Example 3: A multi-armed bandit task with independent rewards and punishments#

import arviz as az
import jax.numpy as jnp
import matplotlib.pyplot as plt
import numpy as np
import pymc as pm
import pytensor.tensor as pt
import seaborn as sns
from jax import jit, vjp
from jax.tree_util import Partial
from pyhgf.math import binary_surprise
from pyhgf.model import Network
from pyhgf.utils import beliefs_propagation
from pytensor.graph import Apply, Op

np.random.seed(123)
plt.rcParams["figure.constrained_layout.use"] = True

WARNING (pytensor.tensor.blas): Using NumPy C-API based implementation for BLAS functions.

In this notebook, we are going to illustrate how to fit behavioural responses from a two-armed bandit task when the rewards and punishments are independent using a task similar to what was used in [Pulcu and Browning, 2017] (see Experimental design). This will also illustrate how we can use missing/unobserved values in an input node, the impact this has on the belief trajectories, and how to deal with models where the decisions of the agent influence the observations.
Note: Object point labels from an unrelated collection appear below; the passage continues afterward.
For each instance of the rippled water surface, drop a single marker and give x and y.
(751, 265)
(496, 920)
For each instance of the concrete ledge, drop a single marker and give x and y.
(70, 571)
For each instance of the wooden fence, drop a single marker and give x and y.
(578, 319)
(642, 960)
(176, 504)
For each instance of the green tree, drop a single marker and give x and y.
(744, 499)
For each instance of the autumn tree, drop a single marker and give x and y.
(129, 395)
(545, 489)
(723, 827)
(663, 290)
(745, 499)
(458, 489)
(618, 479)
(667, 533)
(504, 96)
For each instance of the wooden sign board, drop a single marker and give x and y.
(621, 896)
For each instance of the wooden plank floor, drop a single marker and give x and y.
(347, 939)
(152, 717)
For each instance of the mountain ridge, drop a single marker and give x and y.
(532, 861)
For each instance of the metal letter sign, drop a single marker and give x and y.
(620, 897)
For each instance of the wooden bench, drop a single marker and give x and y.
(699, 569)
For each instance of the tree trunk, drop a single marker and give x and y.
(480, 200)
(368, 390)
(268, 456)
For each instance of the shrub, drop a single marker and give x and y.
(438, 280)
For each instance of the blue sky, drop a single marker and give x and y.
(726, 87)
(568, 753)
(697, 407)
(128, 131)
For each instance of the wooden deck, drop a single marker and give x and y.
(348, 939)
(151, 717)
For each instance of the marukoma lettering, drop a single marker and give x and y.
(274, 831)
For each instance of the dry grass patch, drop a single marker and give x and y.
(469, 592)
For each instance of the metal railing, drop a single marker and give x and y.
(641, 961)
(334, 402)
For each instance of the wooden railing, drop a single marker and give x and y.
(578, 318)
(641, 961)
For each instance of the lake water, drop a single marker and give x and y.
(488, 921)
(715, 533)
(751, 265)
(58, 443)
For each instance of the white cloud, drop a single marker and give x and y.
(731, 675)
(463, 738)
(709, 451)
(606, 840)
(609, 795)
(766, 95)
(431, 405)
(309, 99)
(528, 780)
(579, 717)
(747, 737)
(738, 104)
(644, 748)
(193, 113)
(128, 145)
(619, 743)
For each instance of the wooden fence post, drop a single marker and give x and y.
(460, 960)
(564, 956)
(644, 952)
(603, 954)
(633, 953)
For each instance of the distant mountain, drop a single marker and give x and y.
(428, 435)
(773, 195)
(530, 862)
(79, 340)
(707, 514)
https://iiif.elifesciences.org/lax/27879%2Felife-27879-fig1-v3.tif/full/1500,/0/default.jpg — Fig. 6 Experimental design#

In the task considered here, two armed bandits are presented to the participant on each trial, and the participant has to select one of them to get the reward and punishments associated. In our simulation, we generalize further and consider that for both arms, the rewards and punishments are independent, which means that the participant has to infer four probabilities: \(\{P(reward|A), P(loss|A), P(reward|B), P(loss|B)\}\). Because the rewards and punishments are independent, we simulate the task using four binary HGFs. Figure from [Pulcu and Browning, 2017].

Note

While the binary HGF is a special case of the categorical HGF where the number of categories is set to 2, the categorical HGF assumes that only one category is presented on every trial, which is different from what we have here as on some trials, we could have both reward and loss on both arms. Also, a categorical HGF adds a volatility coupling between the binary branch (see The categorical Hierarchical Gaussian Filter). Therefore, this model would not be suitable here as we want every branch of the network to evolve independently.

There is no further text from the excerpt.